Thursday, January 20, 2011
Literary Blog Hop – Books I Was Forced To Read
This week’s prompt: Discuss a work of literary merit that you hated when you were made to read it in school or university. Why did you dislike it?
The Blue Bookcase prompt is difficult for me for two reasons. I don’t like discussing works I don’t like; University was a while ago and I tend to block out books I don’t like. Part of me feels bad about not liking a novel, especially a literary work that has somehow stood the test of time, that is studied and that other people adore. I do agree with Lucia at The Blue Bookcase, however, not liking a book does create more lively discussion.

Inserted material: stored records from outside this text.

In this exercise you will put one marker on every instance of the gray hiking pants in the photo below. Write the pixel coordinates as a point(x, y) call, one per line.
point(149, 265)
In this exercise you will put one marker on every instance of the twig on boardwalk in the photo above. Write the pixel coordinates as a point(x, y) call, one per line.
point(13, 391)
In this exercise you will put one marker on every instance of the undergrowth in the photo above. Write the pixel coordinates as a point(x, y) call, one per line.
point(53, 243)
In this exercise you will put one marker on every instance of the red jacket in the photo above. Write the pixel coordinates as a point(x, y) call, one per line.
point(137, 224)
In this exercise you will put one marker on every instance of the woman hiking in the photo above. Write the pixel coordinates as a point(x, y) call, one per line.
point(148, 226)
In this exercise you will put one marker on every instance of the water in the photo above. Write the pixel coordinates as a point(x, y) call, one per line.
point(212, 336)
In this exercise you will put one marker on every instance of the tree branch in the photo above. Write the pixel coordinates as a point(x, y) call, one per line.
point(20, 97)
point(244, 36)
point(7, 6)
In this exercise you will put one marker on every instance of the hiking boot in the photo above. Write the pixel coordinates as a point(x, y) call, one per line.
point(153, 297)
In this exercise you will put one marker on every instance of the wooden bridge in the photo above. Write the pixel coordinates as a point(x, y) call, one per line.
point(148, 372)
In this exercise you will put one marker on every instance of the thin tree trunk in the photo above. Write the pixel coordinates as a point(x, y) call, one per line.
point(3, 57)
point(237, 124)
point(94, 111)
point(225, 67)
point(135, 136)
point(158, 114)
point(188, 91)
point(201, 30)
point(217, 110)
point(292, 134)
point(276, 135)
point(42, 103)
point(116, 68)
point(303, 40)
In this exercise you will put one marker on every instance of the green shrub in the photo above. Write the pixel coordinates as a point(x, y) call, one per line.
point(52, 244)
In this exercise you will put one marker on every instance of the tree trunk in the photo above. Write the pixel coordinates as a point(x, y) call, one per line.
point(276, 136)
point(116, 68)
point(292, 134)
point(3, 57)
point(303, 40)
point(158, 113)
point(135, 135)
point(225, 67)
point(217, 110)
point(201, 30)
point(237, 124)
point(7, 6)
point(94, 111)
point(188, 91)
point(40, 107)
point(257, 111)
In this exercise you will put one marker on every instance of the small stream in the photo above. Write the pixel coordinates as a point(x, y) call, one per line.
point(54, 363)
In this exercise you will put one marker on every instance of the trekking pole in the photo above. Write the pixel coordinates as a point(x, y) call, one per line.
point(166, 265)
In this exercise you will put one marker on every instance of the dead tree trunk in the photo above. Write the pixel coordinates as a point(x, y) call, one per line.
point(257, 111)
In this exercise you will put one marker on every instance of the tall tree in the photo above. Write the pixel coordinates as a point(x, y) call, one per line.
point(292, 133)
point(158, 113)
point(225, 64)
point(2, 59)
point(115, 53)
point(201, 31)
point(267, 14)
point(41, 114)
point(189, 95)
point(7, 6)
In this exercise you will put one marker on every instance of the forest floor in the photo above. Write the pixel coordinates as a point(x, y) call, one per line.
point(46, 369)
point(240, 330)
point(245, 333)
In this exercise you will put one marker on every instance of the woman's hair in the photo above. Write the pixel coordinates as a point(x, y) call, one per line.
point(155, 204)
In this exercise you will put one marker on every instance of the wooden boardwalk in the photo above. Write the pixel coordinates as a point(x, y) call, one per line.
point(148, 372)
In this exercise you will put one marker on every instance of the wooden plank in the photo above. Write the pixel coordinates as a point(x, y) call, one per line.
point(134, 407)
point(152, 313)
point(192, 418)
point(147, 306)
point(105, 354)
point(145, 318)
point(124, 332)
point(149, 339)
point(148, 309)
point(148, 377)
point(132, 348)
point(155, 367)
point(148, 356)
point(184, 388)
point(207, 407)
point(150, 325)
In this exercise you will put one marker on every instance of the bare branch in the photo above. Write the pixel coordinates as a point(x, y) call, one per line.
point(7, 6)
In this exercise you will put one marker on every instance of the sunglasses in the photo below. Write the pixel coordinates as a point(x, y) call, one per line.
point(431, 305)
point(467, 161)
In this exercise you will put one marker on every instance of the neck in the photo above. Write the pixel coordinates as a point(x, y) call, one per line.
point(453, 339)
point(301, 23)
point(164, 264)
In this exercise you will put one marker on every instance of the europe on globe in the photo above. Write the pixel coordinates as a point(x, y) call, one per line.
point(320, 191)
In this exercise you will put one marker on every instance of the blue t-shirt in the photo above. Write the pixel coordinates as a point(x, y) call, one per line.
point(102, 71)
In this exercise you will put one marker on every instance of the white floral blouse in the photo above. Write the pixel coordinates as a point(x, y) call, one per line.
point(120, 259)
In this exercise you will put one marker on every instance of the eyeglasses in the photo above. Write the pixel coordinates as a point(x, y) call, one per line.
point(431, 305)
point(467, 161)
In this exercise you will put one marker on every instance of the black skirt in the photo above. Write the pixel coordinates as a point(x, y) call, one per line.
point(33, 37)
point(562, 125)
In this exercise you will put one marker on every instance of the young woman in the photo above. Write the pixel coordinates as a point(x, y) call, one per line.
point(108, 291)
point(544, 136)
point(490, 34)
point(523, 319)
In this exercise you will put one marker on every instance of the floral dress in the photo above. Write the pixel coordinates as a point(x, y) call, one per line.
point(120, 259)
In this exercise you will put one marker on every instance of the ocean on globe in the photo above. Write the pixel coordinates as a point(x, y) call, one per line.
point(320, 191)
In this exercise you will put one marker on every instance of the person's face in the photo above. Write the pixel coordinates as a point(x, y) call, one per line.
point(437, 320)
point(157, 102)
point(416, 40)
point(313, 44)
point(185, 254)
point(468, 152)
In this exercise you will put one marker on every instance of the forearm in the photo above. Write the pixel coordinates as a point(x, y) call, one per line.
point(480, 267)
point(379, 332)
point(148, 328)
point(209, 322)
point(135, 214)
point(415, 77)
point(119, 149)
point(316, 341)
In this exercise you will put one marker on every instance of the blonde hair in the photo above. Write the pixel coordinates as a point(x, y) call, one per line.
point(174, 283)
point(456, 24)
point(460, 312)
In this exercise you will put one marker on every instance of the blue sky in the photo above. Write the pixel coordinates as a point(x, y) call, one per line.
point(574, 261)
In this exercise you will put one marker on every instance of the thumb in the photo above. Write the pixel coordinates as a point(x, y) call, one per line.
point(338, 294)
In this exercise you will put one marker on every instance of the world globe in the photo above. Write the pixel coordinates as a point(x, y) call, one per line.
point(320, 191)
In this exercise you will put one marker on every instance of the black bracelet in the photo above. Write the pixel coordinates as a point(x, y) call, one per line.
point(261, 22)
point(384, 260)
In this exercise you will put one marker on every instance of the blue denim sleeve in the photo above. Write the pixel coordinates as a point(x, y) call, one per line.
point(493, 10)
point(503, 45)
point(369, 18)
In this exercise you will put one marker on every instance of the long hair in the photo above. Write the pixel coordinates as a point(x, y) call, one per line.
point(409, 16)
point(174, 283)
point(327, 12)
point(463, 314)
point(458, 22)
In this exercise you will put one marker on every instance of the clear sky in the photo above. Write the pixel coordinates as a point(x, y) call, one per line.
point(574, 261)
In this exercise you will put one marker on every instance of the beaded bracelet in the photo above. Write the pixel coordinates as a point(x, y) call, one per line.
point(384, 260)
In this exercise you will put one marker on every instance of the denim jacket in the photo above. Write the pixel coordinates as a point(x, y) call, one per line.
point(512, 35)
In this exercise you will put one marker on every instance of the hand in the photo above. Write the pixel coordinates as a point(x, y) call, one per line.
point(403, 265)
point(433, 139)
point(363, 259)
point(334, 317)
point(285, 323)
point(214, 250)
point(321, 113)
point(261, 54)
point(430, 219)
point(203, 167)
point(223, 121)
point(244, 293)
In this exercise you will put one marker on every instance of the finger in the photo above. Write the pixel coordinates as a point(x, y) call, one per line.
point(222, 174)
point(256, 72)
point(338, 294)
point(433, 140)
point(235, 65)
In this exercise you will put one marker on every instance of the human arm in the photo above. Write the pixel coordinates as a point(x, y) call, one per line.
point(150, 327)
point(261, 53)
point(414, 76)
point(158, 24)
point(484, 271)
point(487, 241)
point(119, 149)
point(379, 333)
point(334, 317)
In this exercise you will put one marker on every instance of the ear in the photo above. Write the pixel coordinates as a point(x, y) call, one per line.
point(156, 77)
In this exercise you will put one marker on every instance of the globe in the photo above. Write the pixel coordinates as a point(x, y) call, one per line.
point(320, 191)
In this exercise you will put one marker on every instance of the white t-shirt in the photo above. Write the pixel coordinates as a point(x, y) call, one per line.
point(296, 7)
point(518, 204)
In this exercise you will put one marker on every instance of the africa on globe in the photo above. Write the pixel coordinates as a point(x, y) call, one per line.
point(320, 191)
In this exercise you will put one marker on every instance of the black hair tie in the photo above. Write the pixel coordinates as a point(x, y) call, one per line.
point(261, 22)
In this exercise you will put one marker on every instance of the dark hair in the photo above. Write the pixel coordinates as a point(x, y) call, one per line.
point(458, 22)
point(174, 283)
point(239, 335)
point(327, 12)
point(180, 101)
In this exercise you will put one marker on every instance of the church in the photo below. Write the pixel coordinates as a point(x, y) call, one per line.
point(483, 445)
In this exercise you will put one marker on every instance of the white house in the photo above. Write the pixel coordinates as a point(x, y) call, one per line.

One book I’ve mentioned here previously is William Makepeace Thackeray’s Vanity Fair. I read it during my “Victorian Literature” class (the class wasn’t actually called that, it gave some dates, but it was the Victorian era, so that’s what I call it to make it easier). I read some great books by Dickens, the Brontës and Hardy. When I started reading Vanity Fair I couldn’t get into it. I found the characters flat and the style boring. It was made into a movie a few years ago, which I didn’t see and flopped at the box office. It was the most disappointing read in a class full of wonderful literature.
So that I’m not constantly harping on Thackeray, I thought I’d mention Canadian author Hugh Hood. I took a wonderful 20th Century Canadian Literature class. It was one of my favourite classes in University. I discovered so many fantastic authors; it made me want to read more by Canadians. In that class, we were assigned to read Hood’s A New Athens. It was boring. I don’t even really remember the plot. There were landscapes and wilderness and so much boredom packed into such a little book. I looked up a synopsis on Wikipedia that was vague; I looked at amazon.ca and it didn’t have one; I looked at chapters.indigo.ca, which had a short synopsis and it actually made the book sound interesting. I don’t know if I wasn’t “ready” to read that book or if it was just very different from the other books in that class, but I didn’t like it. Unlike Vanity Fair I’d be willing to try reading it again.
Do you like one of the books I don’t? What don’t you like?